= Academic grading in Luxembourg =

In Luxembourg, a grade system from 01 to 60 is used in secondary schools. A grade of at least 30 is required to pass. An insufficient mark (01-29) is called a Datz in Luxembourgish. The grades are distributed in the following way:

| Grade Number | Description |
|---|---|
| 50-60 | Very Good |
| 40-49 | Good |
| 30-39 | Satisfactory/Sufficient |
| 20-29 | Insufficient |
| 10-19 | Poor |
| 01-09 | Very Poor |

But in the secondary schools who are technique otherwise called général is much more different. It introduces intermediate grades (26-29, 36-39 and 46-49 ) whether the teachers will decide if the student will pass to the level is the next one or the past one. Unlike the normal grading system (shown above), the grading system of the secondary school général has 5 so-called levels.
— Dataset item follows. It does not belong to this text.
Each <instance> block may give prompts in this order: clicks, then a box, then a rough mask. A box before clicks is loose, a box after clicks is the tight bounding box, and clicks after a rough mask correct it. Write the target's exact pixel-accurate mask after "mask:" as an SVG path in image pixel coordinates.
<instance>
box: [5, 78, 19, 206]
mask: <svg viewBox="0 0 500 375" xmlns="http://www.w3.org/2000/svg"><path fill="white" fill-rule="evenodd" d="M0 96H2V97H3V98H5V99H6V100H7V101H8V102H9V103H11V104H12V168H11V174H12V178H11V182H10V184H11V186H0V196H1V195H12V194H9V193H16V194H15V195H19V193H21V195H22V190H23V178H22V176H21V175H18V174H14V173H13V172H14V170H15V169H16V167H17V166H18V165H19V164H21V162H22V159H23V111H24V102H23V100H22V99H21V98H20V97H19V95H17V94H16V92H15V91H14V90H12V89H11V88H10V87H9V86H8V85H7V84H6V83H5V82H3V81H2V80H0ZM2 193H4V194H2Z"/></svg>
The notes are :

| Grade Number | Description |
|---|---|
| 50-60 | Excellent |
| 46-49 | Excellent or strong |
| 40-45 | Strong |
| 39-36 | Strong or sufficient |
| 30-35 | Satisfactory/Sufficient |
| 29-26 | Sufficient or insufficient |
| 20-25 | Insufficient |
| 01-19 | Very insufficient |

Grading at the University of Luxembourg instead operates with a French-style 20-point scale, with a minimum score of 10/20 required to pass.